USDA this morning reported U.S. beef export sales of 9,000 MT for 2025 during the week ended May 29, down 39% from the previous week and down 27% from the four-week average.
Technical analysis: Live and feeder cattle futures bulls have the solid overall near-term technical advantage. The next upside price objective for the live cattle bulls is to close August futures above resistance at $220.00. The next downside technical objective for the bears is closing prices below solid technical support at $210.00. First resistance is seen at $217.50 and then at $219.00. First support is seen at $215.00 and then at today’s low of $213.05.
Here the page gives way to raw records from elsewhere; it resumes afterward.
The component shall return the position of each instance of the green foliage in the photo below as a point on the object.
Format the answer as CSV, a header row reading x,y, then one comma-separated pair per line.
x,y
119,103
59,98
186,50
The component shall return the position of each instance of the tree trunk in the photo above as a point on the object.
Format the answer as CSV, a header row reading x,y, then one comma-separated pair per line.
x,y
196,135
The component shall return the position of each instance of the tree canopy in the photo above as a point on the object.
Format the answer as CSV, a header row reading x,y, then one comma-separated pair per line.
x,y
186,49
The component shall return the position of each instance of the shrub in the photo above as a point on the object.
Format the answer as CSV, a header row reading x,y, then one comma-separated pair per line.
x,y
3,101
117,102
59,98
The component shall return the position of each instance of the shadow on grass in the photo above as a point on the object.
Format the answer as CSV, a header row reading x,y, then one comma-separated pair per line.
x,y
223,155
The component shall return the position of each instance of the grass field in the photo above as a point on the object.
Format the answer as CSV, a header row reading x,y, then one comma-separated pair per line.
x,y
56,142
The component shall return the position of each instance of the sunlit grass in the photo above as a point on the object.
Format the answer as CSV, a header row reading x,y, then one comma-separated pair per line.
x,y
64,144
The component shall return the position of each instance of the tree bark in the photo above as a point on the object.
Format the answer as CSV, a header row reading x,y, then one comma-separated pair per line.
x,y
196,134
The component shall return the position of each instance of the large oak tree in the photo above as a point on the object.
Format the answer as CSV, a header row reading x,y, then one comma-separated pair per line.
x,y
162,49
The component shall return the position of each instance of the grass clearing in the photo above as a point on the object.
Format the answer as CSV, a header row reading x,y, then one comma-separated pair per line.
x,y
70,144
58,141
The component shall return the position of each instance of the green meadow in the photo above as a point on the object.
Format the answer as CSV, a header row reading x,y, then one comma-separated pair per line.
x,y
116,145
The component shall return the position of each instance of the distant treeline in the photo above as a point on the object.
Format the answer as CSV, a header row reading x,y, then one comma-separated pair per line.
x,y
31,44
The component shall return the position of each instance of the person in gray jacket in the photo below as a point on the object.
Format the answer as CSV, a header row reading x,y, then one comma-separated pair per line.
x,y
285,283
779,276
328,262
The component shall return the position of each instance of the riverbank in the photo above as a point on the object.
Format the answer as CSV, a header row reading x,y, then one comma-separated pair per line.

The next upside price objective for the feeder bulls is to close August futures prices above technical resistance at $315.00. The next downside price objective for the bears is to close prices below solid technical support at $300.00. First resistance is seen at $310.00 and then at $312.00. First support is seen at $307.00 and then at today’s low of $305.00.
What to do: Get current with feed coverage. Carry all production risk in the cash market for now.
Hedgers: Carry all production risk in the cash market for now.
Feed needs: You have all corn-for-feed and soybean meal needs covered in the cash market through July.